What's truly amazing to me with this book and what makes it so absorbing to me is how McCarthy manages to create the impression that what happens is both completely arbitrary and utterly inevitable. Fate and chance become one. The kid appears to be a totally random character who stumbles from one arbitrary fight into another like he's barely even there, drifting through the hellscape of McCarthy's Southeast as insubstantial as dust, meeting other nameless and largely faceless men who spontaneously become either his friends or his mortal enemies for no particularly good reason. This is reminiscent of ancient Greek and Roman epic in a way, but the Gods who direct stuff there remain completely invisible here, creating this sense of random inevitability.
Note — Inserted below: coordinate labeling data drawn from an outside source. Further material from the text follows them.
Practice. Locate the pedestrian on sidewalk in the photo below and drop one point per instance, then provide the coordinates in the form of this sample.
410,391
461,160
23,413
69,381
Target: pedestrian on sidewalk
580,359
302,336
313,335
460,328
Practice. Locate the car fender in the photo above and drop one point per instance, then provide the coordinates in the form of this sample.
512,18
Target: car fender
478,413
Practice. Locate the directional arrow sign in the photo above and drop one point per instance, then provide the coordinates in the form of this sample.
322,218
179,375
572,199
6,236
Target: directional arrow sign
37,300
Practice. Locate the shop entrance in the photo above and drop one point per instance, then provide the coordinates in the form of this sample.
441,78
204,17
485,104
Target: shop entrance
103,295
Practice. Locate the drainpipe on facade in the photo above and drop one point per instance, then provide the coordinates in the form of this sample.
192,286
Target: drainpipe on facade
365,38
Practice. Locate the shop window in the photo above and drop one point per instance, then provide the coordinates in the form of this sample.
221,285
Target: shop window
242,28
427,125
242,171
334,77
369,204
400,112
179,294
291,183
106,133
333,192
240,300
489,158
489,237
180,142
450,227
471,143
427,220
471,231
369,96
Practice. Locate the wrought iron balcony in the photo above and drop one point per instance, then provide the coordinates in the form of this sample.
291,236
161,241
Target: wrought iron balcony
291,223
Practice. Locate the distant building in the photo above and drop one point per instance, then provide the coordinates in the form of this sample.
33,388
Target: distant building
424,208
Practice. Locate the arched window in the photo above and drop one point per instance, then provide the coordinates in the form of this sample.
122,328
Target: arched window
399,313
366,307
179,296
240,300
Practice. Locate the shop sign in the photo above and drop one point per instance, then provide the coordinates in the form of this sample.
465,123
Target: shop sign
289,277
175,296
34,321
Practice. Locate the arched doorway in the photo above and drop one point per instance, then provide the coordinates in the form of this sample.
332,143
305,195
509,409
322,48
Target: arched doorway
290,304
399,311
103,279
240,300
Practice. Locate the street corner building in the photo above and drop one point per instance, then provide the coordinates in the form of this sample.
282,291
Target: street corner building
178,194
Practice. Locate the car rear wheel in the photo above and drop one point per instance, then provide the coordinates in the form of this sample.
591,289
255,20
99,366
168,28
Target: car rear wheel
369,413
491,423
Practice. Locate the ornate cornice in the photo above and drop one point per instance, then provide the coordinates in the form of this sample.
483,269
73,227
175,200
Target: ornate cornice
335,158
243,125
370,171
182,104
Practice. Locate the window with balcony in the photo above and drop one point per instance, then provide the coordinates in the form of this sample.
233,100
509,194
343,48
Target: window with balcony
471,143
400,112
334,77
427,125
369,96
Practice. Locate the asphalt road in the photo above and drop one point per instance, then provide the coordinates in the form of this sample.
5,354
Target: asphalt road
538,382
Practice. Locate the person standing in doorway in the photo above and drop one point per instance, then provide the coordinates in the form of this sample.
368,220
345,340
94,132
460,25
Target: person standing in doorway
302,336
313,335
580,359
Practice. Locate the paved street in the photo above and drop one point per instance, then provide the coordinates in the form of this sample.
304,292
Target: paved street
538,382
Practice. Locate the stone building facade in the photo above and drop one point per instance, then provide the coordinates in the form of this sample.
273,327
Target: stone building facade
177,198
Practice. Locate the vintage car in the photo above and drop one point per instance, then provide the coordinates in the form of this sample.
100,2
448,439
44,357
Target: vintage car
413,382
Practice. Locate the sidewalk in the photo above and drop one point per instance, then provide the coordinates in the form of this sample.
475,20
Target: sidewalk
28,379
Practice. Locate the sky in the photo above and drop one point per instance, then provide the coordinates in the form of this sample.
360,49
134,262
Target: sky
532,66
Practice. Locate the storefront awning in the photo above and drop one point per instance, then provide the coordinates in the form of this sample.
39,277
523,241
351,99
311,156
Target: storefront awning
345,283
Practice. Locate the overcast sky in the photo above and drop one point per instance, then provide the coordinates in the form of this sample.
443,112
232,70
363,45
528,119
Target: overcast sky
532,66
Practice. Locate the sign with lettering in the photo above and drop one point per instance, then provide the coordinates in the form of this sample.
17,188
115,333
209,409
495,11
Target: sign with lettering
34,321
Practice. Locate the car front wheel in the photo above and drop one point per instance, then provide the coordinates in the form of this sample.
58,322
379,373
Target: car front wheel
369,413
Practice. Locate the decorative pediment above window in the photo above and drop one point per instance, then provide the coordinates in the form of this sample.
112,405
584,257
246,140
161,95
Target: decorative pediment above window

It's like watching a play unfold for which there's no script, but everything that happens is predetermined anyway.
I love how McCarthy then uses the inscrutable nature of this world he's created to make Judge Holden stand out against it like some sort of demigod. Against the kid's face-and aimless drifting, Holden has a name and a purpose from the start and comes into view pursuing a clear course of action - spreading chaos by slandering a preacher and getting him killed, and thereby mocking the idea of God's existence in a world such as this as absurd. Yet the ability to pull this off positions Holden himself as a potentially supernatural (if demonic) force. So once again there's this sense of existentialist contradiction built into the story that chimes with the combination of fate and chance: God does not exist, but the devil well might.
Looking forward to hearing what you guys thought of it, let's get this ball rolling!